Pope Weighs In on Calls to Deny Communion to Biden Over Abortion

Pope Francis weighed in on Wednesday on a debate roiling the Roman Catholic Church in the United States, where bishops are considering denying Communion to politicians, like President Biden, who support abortion rights.

“I have never refused the Eucharist to anyone,” Francis said, adding that bishops should be pastors, not politicians.

In his usual fashion, the pope did not give a simple, direct answer. But he left little doubt about his view, invoking a phrase he has used before: “Communion is not a prize for the perfect.” The Vatican in June warned conservative bishops in the country against refusing Communion to Mr. Biden, who is only the second Roman Catholic to be U.S. president.

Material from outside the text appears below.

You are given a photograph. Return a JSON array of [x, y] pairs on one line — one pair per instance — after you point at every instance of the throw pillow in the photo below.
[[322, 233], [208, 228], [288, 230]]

“If we look at the history of the church, we will see that every time the bishops have not managed a problem as pastors, they have taken sides on a political front,” Francis told reporters on his plane as he returned from a four-day trip to Slovakia and Hungary. He cited a history of atrocities committed in the name of the faith.

“What must the pastor do?” he asked. “Be a pastor, don’t go condemning. Be a pastor, because he is a pastor also for the excommunicated.”

The pope emphatically restated the Catholic position that abortion is homicide.

“It’s more than a problem — it’s murder,” he said, speaking in Italian. “Whoever has an abortion kills, no half words.”

“It is a human life,” he added. “This human life must be respected — this principle is so clear.”

Francis was not asked about, and did not address, last week’s ruling by Mexico’s Supreme Court that decriminalized abortion in the country.